2. 6356 sayılı Kanun’un “Seçimlere itiraz” kenar başlıklı 15 inci maddesi ise şöyledir:
“(1) Genel kurulda yapılan organ ve delege seçimlerinin devamı sırasında yapılan işlemlere ilişkin olarak seçim sonuç tutanaklarının düzenlenmesinden itibaren iki gün içinde yapılacak itirazlar hâkim tarafından aynı gün incelenir ve kesin olarak karara bağlanır. İtiraz süresinin geçmesi ve itirazların karara bağlanmasından hemen sonra hâkim, 14 üncü madde hükümlerine göre kesin sonuçları ilan eder ve ilgili kuruluş veya şubesine bildirir.
(2) Bakanlık veya kuruluş ya da şubesinin üye ve delegeleri; kanun ve tüzük hükümlerine aykırı olarak genel kurul ve seçim yapılması veya seçim sonuçlarını etkileyecek ölçüde bir usulsüzlük ya da kanuna aykırı uygulama iddiasıyla, bu işlemlerin veya genel kurulun iptali için genel kurul tarihinden itibaren bir ay içerisinde dava açabilir. Dava basit yargılama usulüne göre iki ay içerisinde sonuçlandırılır. (Ek cümle: 12/10/2017-7036/30 md.) Karar hakkında istinaf yoluna başvurulması hâlinde bölge adliye mahkemesi bir ay içinde kararını verir. (Değişik cümle: 12/10/2017-7036/30 md.) Bu karara karşı temyiz yoluna başvurulması hâlinde Yargıtayca on beş gün içinde kesin olarak karar verilir.
(3) Genel kurulun veya genel kurulda yapılan organ seçiminin iptaline karar verildiği takdirde mahkeme; genel kurulu kanun ve tüzük hükümlerine göre en kısa zamanda toplamak, seçimleri yapmak ve yeni yönetim kurulu seçilinceye kadar kuruluşu yönetmekle görevli olmak üzere, 4721 sayılı Kanun hükümleri gereğince bir veya üç kayyım tayin eder ve görev sürelerini belirler.”

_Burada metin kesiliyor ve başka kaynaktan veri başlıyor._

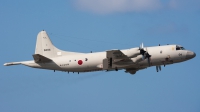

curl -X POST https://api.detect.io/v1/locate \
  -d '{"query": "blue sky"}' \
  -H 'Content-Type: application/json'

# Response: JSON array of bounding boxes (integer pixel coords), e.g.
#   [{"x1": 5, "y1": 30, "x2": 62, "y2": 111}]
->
[{"x1": 0, "y1": 0, "x2": 200, "y2": 112}]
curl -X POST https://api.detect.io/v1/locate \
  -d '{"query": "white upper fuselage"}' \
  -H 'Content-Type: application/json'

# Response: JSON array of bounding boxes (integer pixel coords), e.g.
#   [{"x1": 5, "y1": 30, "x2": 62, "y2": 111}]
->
[
  {"x1": 4, "y1": 31, "x2": 196, "y2": 74},
  {"x1": 20, "y1": 45, "x2": 194, "y2": 72}
]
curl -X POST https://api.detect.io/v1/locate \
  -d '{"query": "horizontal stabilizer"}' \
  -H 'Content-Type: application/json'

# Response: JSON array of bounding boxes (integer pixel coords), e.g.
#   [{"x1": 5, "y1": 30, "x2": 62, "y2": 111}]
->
[
  {"x1": 3, "y1": 62, "x2": 21, "y2": 66},
  {"x1": 33, "y1": 54, "x2": 52, "y2": 63}
]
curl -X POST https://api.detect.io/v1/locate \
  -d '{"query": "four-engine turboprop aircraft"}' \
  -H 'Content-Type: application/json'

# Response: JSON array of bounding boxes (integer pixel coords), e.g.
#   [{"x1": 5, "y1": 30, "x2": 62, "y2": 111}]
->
[{"x1": 4, "y1": 31, "x2": 196, "y2": 74}]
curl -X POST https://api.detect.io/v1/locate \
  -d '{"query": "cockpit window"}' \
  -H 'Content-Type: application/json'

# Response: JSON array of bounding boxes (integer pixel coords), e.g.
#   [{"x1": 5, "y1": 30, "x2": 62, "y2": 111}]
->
[{"x1": 176, "y1": 45, "x2": 185, "y2": 50}]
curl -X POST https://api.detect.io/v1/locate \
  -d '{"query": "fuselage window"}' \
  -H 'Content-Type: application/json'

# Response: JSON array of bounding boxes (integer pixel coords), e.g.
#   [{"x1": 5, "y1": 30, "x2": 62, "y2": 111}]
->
[{"x1": 176, "y1": 46, "x2": 185, "y2": 50}]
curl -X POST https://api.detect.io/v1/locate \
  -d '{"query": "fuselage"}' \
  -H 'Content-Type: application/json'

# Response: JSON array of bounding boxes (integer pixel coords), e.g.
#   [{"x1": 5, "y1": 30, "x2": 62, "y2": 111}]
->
[{"x1": 22, "y1": 45, "x2": 196, "y2": 72}]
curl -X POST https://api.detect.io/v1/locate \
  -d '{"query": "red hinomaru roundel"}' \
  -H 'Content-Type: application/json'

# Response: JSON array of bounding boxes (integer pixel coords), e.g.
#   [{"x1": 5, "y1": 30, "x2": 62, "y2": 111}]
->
[{"x1": 78, "y1": 60, "x2": 83, "y2": 65}]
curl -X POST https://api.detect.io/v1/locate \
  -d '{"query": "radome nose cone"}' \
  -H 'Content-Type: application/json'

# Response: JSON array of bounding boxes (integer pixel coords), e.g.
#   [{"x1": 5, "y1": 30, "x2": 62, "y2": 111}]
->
[{"x1": 186, "y1": 51, "x2": 196, "y2": 59}]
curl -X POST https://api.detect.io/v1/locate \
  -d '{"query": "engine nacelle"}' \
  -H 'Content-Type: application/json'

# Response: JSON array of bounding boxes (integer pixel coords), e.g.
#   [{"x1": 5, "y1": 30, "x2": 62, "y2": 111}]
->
[
  {"x1": 131, "y1": 55, "x2": 143, "y2": 63},
  {"x1": 126, "y1": 48, "x2": 140, "y2": 58}
]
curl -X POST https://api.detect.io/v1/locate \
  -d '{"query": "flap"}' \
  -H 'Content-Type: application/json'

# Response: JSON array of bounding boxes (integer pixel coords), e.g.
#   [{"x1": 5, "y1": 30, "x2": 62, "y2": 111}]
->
[{"x1": 33, "y1": 54, "x2": 52, "y2": 63}]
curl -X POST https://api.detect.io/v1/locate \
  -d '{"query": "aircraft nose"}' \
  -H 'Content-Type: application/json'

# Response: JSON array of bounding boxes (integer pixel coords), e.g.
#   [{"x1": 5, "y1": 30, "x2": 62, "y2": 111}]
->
[{"x1": 186, "y1": 51, "x2": 196, "y2": 59}]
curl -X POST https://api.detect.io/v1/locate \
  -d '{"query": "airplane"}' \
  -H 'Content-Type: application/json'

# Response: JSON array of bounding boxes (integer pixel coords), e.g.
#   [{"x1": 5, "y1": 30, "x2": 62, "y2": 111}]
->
[{"x1": 4, "y1": 30, "x2": 196, "y2": 75}]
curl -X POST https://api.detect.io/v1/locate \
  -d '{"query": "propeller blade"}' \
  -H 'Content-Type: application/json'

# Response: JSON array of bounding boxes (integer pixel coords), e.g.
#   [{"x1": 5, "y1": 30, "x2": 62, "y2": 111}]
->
[
  {"x1": 148, "y1": 58, "x2": 151, "y2": 67},
  {"x1": 158, "y1": 65, "x2": 161, "y2": 71},
  {"x1": 156, "y1": 66, "x2": 158, "y2": 72},
  {"x1": 141, "y1": 43, "x2": 144, "y2": 49}
]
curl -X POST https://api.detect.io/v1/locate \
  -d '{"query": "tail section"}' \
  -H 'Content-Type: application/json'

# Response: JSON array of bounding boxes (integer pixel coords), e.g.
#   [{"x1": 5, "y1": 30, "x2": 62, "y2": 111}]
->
[{"x1": 35, "y1": 31, "x2": 81, "y2": 58}]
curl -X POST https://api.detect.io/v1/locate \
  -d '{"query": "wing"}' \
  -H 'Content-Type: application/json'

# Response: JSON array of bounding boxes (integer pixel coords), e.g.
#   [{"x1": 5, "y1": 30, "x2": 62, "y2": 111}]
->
[
  {"x1": 125, "y1": 67, "x2": 146, "y2": 75},
  {"x1": 103, "y1": 50, "x2": 132, "y2": 70},
  {"x1": 33, "y1": 54, "x2": 52, "y2": 63}
]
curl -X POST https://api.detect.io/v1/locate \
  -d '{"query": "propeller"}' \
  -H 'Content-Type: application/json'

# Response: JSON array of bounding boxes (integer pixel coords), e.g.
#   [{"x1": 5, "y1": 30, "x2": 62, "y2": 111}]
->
[
  {"x1": 139, "y1": 43, "x2": 151, "y2": 66},
  {"x1": 156, "y1": 65, "x2": 161, "y2": 72}
]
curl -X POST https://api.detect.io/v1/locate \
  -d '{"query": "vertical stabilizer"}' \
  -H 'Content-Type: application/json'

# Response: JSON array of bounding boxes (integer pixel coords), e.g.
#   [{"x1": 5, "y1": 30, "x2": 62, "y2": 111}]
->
[{"x1": 35, "y1": 31, "x2": 81, "y2": 58}]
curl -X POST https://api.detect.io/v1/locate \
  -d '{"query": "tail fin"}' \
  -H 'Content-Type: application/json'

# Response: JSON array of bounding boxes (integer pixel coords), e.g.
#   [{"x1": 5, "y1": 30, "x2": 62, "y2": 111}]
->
[{"x1": 35, "y1": 31, "x2": 81, "y2": 58}]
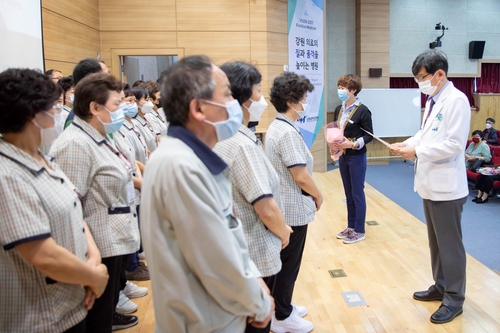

3. 6100 sayılı Hukuk Muhakemeleri Kanunu'nun (6100 sayılı Kanun) 369 uncu maddesinin birinci fıkrası ile 370 ve 371 inci maddeleri.
3. Değerlendirme
1. Bölge adliye mahkemelerinin nihai kararlarının bozulması 6100 sayılı Kanun'un 371 inci maddesinde yer alan sebeplerden birinin varlığı hâlinde mümkündür.
2. Temyizen incelenen karar, tarafların karşılıklı iddia ve savunmalarına, dayandıkları belgelere, uyuşmazlığa uygulanması gereken hukuk kuralları ile hukuki ilişkinin nitelendirilmesine, dava şartlarına, yargılama ve ispat kuralları ile kararda belirtilen gerekçelere göre usul ve kanuna uygun olup temyiz dilekçesinde ileri sürülen nedenler kararın bozulmasını gerektirecek nitelikte görülmemiştir.
VI. KARAR
Açıklanan sebeplerle;
Temyiz olunan Bölge Adliye Mahkemesi kararının 6100 sayılı Kanun'un 370 inci maddesinin birinci fıkrası uyarınca ONANMASINA,
Dosyanın İlk Derece Mahkemesine, kararın bir örneğinin Bölge Adliye Mahkemesine gönderilmesine,24.11.2022 tarihinde oy birliğiyle karar verildi.